The startling announcement puts more pressure on the Democrats to act quickly on the ill-fated law before their own campaign races begin this summer.

Ironically, one reason for the major premium hikes includes the numerous delays and changes of the law, the Hill reports. One senior insurance executive anonymously told publication, "Everyone knows that the way the exchange has rolled out it iss going to lead to higher costs."

However, the biggest cost increases derive from the administration's erroneous projections about the number of young healthy consumers who would enroll. The White House has been providing inflated numbers for this group, along with total sign-ups to the new health care law overall.

The Obama administration had estimated approximately 40 percent of enrollees would be between the ages of 18 and 35. Any insurance professional knows that a “risk pool” must have a substantial number of healthy participants to equal out those receiving benefits from injury or illness.
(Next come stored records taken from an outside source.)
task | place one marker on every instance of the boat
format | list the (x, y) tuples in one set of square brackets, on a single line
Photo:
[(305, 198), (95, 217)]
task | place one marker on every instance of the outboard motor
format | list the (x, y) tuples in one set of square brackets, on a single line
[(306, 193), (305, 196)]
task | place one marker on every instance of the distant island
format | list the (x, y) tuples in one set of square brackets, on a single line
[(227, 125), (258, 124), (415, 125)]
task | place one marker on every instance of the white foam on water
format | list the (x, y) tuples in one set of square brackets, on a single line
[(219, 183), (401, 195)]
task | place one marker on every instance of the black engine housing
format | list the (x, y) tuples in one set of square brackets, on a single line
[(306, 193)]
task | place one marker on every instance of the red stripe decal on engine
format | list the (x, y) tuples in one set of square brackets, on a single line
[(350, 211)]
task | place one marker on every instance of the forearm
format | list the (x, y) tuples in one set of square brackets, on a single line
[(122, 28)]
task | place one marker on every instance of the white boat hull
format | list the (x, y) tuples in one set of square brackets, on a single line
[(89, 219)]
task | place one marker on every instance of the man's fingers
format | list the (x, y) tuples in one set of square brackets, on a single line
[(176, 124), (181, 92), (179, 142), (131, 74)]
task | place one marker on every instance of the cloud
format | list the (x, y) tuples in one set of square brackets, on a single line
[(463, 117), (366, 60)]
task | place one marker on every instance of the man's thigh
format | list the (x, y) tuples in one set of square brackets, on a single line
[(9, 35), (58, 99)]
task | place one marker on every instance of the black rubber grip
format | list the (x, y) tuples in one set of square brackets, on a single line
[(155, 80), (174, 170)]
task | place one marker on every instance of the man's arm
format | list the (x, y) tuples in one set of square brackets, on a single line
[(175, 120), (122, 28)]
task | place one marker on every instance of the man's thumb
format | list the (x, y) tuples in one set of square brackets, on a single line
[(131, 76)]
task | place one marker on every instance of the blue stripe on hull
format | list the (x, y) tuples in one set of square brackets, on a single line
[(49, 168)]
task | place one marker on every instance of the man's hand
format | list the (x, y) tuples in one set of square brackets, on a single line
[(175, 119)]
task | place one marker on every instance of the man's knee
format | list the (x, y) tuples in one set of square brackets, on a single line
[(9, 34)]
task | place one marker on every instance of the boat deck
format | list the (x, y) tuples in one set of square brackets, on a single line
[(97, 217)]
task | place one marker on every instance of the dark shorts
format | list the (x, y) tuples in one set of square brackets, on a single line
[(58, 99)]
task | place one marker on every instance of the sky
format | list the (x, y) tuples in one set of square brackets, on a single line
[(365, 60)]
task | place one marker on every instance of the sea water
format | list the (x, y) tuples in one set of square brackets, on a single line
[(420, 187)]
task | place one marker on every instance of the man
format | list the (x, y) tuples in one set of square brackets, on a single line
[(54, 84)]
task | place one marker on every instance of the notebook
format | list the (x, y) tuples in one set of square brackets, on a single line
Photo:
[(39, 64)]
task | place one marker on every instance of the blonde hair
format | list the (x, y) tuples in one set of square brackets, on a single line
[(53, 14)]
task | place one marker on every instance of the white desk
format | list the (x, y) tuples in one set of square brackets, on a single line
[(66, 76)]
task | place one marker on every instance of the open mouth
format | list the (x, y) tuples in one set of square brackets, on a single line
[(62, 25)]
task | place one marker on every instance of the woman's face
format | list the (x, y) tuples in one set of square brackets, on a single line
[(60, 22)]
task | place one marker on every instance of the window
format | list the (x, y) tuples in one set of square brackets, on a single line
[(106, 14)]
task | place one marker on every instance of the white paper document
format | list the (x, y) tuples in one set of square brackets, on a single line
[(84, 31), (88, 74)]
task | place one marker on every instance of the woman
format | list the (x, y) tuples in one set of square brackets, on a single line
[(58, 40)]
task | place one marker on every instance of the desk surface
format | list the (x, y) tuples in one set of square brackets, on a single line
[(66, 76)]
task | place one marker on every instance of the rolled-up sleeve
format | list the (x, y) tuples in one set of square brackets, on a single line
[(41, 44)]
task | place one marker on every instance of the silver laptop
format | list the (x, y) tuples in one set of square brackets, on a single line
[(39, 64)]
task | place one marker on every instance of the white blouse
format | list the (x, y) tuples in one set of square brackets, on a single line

Yet, as of March 1, only 25 percent of those enrolled were young people.

Naturally, holding to their wild projections since the October 1, 2013 roll-out, the Obama administration insisted the rate of enrollment for the young would accelerate during the final two weeks of March.

That prediction, along with all the others, is highly unlikely.

Rate hikes will vary depending on the region and the carrier, but here’s the kicker - less healthy populations are likely to be affected most.

Kathleen Sebelius, Secretary of Health and Human Services, admitted to congressional lawmakers premium rates would increase in 2015. But they would be “slower,” according to The Wall Street Journal. "The increases are far less significant than what they were prior to the Affordable Care Act," Sebelius told the House Ways and Means Committee.

The scope of this surprise will become clearer once insurers begin the process of filing their rate proposals with state insurance commissioners. It’s possible some insurers will hold rates down to attract more customers.

The political fallout for Democrats could become a worse than it already is. Premium rate hikes will most certainly undermine Obamacare enrollment efforts in 2015, The Hill reported.